Challenges of Using On-Chip Performance Monitors for Process and Environmental Variation Compensation

Mahroo Zandrahimi*, Zaid Al-Ars*, Philippe Debaud†, Armand Castillejo†
*Delft University of Technology, The Netherlands
†STMicroelectronics, Grenoble, France
{m.zandrahimi, z.al-ars}@tudelft.nl
{philippe.debaud, armand.castillejo}@st.com

Abstract—Circuit monitoring techniques have been adopted widely to compensate for process, voltage, and temperature variations as well as power optimization of integrated circuits. For cost and complexity reasons, these techniques are usually implemented by means of performance monitors allowing fast performance evaluation during production. In this paper, we demonstrate the limitations of performance monitoring methodologies in terms of accuracy and effectiveness. Silicon measurements of a nanometric FD-SOI device show that the required design margin is above 10% of the clock cycle, which leads to unacceptable waste of power.

I. INTRODUCTION

As technology scales, circuit performance becomes extremely sensitive to process, voltage, and temperature variations (PVT). Furthermore, over time, circuit performance degrades due to different wear out mechanisms, such as NBTI, HCI, etc. One possible solution to make sure that the circuit works properly during its lifetime despite these sources of variation is to adapt operation parameters, e.g., supply voltage, exclusively to each chip. Measurement of operation parameters is done using various circuit monitoring techniques, which embed one or more performance monitors on chip. Thus, operation parameters can be measured through correlating frequency responses of performance monitors to the circuit frequency.

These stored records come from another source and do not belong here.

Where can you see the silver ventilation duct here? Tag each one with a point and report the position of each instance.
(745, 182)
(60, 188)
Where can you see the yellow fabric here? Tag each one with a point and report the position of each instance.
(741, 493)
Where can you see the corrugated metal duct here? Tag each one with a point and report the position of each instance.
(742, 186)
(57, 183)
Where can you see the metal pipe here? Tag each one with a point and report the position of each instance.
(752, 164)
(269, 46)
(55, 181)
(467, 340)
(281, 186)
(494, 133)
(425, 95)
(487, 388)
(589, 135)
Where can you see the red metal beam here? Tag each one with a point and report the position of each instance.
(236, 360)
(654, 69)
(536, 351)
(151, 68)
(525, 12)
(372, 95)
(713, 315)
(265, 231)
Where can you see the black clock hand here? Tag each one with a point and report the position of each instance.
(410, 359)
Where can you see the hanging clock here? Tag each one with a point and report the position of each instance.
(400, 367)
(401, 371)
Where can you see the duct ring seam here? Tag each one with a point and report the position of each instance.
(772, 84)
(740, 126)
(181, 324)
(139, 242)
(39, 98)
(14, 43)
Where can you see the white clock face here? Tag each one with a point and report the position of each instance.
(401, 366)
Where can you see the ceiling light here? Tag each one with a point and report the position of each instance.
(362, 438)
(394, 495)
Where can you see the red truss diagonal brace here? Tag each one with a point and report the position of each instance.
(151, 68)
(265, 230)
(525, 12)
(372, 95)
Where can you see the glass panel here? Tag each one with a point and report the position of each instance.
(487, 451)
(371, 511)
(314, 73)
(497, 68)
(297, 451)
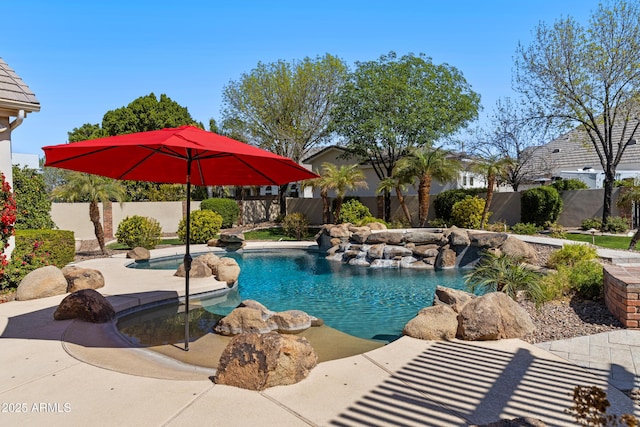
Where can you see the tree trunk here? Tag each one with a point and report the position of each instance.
(282, 197)
(491, 182)
(326, 209)
(94, 216)
(424, 189)
(403, 204)
(609, 178)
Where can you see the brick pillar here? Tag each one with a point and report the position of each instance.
(107, 215)
(621, 294)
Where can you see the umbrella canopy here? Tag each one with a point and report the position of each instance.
(163, 155)
(183, 155)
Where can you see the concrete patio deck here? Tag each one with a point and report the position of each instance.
(408, 382)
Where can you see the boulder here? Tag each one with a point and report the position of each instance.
(228, 271)
(376, 251)
(139, 254)
(291, 321)
(391, 252)
(446, 259)
(493, 316)
(426, 251)
(260, 361)
(199, 268)
(88, 305)
(517, 248)
(458, 237)
(243, 320)
(41, 283)
(433, 323)
(386, 237)
(488, 240)
(452, 297)
(82, 278)
(424, 238)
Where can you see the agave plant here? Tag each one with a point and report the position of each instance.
(504, 273)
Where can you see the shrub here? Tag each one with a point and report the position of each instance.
(227, 208)
(586, 278)
(525, 228)
(616, 224)
(295, 225)
(35, 249)
(139, 231)
(467, 213)
(506, 274)
(205, 225)
(569, 184)
(540, 205)
(589, 223)
(443, 203)
(353, 212)
(570, 255)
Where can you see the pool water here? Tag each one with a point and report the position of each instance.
(370, 303)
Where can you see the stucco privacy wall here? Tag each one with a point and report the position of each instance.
(578, 205)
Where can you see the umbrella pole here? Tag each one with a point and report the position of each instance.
(187, 256)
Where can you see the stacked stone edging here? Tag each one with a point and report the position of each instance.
(621, 294)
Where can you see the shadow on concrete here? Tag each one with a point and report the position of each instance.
(459, 383)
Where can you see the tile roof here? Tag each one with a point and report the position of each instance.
(14, 93)
(574, 151)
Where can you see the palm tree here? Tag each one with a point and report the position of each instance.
(398, 183)
(340, 180)
(626, 199)
(492, 167)
(425, 164)
(92, 188)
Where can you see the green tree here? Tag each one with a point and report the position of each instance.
(425, 164)
(390, 106)
(494, 169)
(33, 203)
(284, 107)
(589, 77)
(340, 180)
(84, 187)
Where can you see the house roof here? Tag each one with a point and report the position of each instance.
(574, 151)
(14, 93)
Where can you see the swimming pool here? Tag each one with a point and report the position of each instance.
(365, 302)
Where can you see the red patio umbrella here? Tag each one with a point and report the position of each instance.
(183, 155)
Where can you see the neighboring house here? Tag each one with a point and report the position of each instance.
(16, 101)
(333, 154)
(572, 155)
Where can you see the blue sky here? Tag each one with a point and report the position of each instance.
(84, 58)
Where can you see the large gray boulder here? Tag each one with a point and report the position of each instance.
(259, 361)
(41, 283)
(453, 298)
(88, 305)
(243, 320)
(439, 322)
(82, 278)
(493, 316)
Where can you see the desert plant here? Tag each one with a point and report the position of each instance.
(204, 226)
(570, 255)
(295, 225)
(353, 211)
(589, 223)
(467, 213)
(227, 208)
(504, 273)
(616, 224)
(540, 204)
(525, 228)
(139, 231)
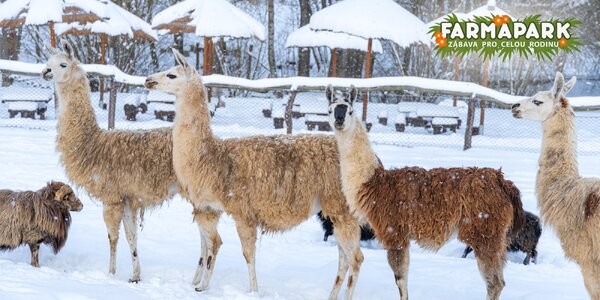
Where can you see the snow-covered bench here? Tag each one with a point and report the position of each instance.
(400, 122)
(320, 122)
(26, 101)
(441, 125)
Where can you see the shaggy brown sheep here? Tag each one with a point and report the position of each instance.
(37, 217)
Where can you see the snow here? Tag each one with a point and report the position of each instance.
(444, 121)
(377, 19)
(293, 265)
(305, 37)
(22, 106)
(115, 20)
(20, 93)
(213, 18)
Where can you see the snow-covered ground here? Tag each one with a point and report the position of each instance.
(293, 265)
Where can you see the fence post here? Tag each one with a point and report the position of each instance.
(112, 103)
(469, 128)
(288, 112)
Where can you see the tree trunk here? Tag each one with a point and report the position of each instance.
(304, 53)
(271, 38)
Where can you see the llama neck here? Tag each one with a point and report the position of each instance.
(357, 162)
(76, 116)
(558, 159)
(193, 117)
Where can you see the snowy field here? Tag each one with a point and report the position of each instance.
(293, 265)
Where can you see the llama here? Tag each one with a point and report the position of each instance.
(526, 239)
(32, 218)
(425, 206)
(366, 233)
(567, 201)
(129, 171)
(269, 182)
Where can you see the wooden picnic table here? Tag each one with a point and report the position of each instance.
(26, 101)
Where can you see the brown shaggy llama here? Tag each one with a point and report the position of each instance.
(269, 182)
(33, 218)
(129, 171)
(425, 206)
(567, 201)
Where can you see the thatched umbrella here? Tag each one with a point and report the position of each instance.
(75, 17)
(208, 19)
(307, 38)
(371, 19)
(114, 21)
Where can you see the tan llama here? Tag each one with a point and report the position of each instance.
(568, 202)
(425, 206)
(128, 171)
(269, 182)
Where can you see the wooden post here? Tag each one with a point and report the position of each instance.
(112, 103)
(103, 42)
(486, 65)
(53, 43)
(470, 120)
(288, 112)
(367, 75)
(334, 62)
(456, 76)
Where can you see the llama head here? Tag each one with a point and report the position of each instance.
(62, 64)
(543, 104)
(174, 80)
(64, 195)
(340, 108)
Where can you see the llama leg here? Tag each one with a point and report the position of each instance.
(113, 215)
(347, 235)
(467, 251)
(208, 220)
(204, 249)
(343, 266)
(247, 233)
(35, 252)
(398, 260)
(130, 223)
(490, 266)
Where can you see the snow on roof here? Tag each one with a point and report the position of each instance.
(114, 20)
(377, 19)
(211, 18)
(487, 10)
(305, 37)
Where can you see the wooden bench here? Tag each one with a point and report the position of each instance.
(441, 125)
(321, 122)
(26, 102)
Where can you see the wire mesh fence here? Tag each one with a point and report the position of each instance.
(395, 118)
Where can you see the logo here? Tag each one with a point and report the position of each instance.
(503, 36)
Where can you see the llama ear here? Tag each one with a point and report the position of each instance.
(353, 94)
(569, 85)
(51, 49)
(559, 83)
(180, 59)
(329, 94)
(66, 46)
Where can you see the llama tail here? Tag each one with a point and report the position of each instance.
(514, 195)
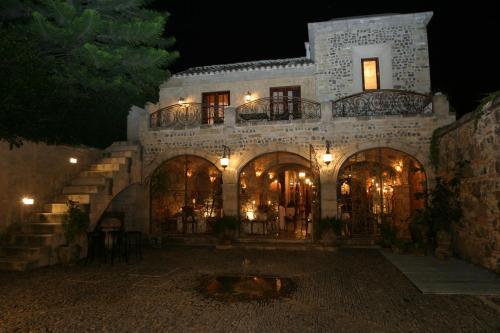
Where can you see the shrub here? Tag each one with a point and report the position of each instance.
(225, 223)
(331, 223)
(75, 222)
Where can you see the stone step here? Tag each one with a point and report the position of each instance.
(97, 181)
(27, 253)
(105, 167)
(82, 199)
(82, 189)
(49, 217)
(123, 146)
(114, 160)
(96, 173)
(43, 228)
(124, 153)
(55, 208)
(16, 264)
(37, 240)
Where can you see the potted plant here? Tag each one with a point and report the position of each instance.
(225, 227)
(388, 234)
(75, 225)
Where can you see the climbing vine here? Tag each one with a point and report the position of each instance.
(479, 111)
(434, 150)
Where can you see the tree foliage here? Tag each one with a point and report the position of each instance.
(71, 63)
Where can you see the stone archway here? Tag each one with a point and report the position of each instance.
(276, 196)
(185, 196)
(377, 187)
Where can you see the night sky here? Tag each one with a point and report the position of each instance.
(462, 38)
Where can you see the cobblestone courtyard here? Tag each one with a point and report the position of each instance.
(347, 291)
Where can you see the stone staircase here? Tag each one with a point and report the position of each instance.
(36, 243)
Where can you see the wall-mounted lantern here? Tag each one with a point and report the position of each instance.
(224, 161)
(248, 97)
(28, 201)
(327, 157)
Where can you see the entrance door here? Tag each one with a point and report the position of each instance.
(277, 197)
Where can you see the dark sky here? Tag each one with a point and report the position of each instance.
(462, 38)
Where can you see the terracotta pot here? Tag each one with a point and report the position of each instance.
(68, 254)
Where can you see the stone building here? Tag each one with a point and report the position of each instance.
(343, 131)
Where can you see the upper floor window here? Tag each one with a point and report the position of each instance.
(285, 101)
(370, 73)
(213, 105)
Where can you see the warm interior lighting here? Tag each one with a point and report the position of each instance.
(28, 201)
(224, 161)
(345, 189)
(258, 172)
(248, 97)
(370, 74)
(399, 167)
(250, 215)
(327, 157)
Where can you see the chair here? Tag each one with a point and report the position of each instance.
(111, 225)
(133, 242)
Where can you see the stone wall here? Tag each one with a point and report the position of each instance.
(257, 82)
(399, 41)
(409, 134)
(39, 171)
(477, 237)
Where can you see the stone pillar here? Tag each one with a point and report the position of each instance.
(440, 105)
(230, 192)
(229, 116)
(137, 121)
(328, 193)
(326, 112)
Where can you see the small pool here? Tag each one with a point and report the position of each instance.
(246, 288)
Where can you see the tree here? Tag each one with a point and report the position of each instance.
(92, 59)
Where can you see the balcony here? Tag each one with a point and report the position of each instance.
(180, 116)
(382, 103)
(276, 109)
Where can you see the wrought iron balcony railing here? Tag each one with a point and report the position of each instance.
(382, 103)
(273, 109)
(180, 116)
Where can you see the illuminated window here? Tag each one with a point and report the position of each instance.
(213, 107)
(371, 76)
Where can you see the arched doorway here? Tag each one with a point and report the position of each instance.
(278, 197)
(186, 196)
(379, 185)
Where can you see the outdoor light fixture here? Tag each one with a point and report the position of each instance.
(399, 167)
(213, 177)
(28, 201)
(258, 172)
(248, 97)
(327, 157)
(224, 161)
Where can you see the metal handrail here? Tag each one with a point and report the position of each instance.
(278, 108)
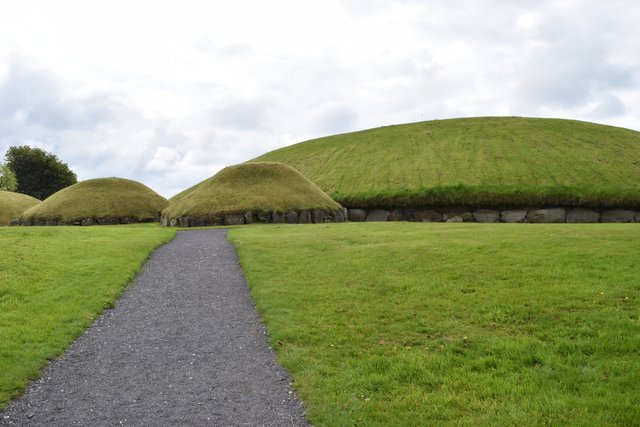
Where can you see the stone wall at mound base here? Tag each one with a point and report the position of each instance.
(315, 216)
(528, 215)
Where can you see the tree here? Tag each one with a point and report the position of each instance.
(8, 180)
(38, 173)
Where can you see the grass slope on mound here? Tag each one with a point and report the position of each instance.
(100, 198)
(250, 187)
(500, 161)
(55, 283)
(411, 324)
(12, 205)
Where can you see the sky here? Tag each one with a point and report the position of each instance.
(169, 92)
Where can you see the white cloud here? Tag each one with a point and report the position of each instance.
(170, 92)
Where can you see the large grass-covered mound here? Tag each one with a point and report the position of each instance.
(500, 161)
(248, 192)
(13, 204)
(98, 201)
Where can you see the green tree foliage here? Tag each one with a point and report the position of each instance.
(38, 173)
(8, 180)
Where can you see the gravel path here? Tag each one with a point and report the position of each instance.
(184, 346)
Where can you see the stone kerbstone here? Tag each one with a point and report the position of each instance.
(233, 219)
(377, 215)
(486, 215)
(618, 215)
(304, 217)
(357, 215)
(548, 216)
(197, 222)
(108, 221)
(263, 217)
(248, 217)
(457, 215)
(397, 215)
(580, 215)
(292, 217)
(278, 217)
(426, 216)
(517, 216)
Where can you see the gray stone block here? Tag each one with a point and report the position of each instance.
(580, 215)
(357, 215)
(457, 215)
(248, 217)
(618, 215)
(397, 215)
(262, 217)
(517, 216)
(486, 215)
(548, 216)
(426, 216)
(108, 221)
(197, 222)
(376, 215)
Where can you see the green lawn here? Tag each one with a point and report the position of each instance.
(487, 160)
(464, 324)
(54, 281)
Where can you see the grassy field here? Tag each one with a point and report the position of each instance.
(502, 161)
(53, 282)
(100, 198)
(465, 324)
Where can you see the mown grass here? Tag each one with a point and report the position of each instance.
(100, 198)
(502, 161)
(54, 281)
(465, 324)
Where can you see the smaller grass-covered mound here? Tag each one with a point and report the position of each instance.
(98, 201)
(12, 205)
(253, 192)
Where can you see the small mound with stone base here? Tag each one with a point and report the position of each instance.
(12, 205)
(102, 201)
(253, 192)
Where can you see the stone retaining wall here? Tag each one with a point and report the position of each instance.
(315, 216)
(530, 215)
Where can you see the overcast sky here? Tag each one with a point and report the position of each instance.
(169, 92)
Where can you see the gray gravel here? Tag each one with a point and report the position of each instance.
(184, 346)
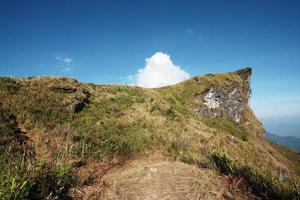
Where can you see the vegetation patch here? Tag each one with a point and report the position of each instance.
(9, 84)
(264, 186)
(226, 126)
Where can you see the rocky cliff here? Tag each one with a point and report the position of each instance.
(199, 139)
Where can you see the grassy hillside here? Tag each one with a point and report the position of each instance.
(58, 133)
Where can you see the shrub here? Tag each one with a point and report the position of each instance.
(263, 185)
(9, 84)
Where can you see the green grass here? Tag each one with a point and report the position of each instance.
(227, 126)
(9, 84)
(263, 185)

Various performance monitoring structures have been proposed from simple generic ring oscillators to more complicated design dependent critical path replicas. The technique presented in [1] implements replica-paths, representing the critical paths of the circuit. Alternatively, the critical path replica can be replaced by fan-out of 4 (FO4) ring oscillator [2] or a delay line [3]. The method presented in [4] synthesizes a single representative critical path (RCP) for post-silicon delay prediction. The paper suggests that the RCP is designed such that it is highly correlated to all critical paths for some expected process variations. However, as technology scaling enters the nanometer regime, specially from 45 nm onwards, finding one unique critical path has become impossible. Depending to the process corner, voltage and temperature variations, and also workload many different timing paths might become critical, therefore, for real circuits the concept of finding one critical path and create a critical path replica as a performance monitor is too simplistic.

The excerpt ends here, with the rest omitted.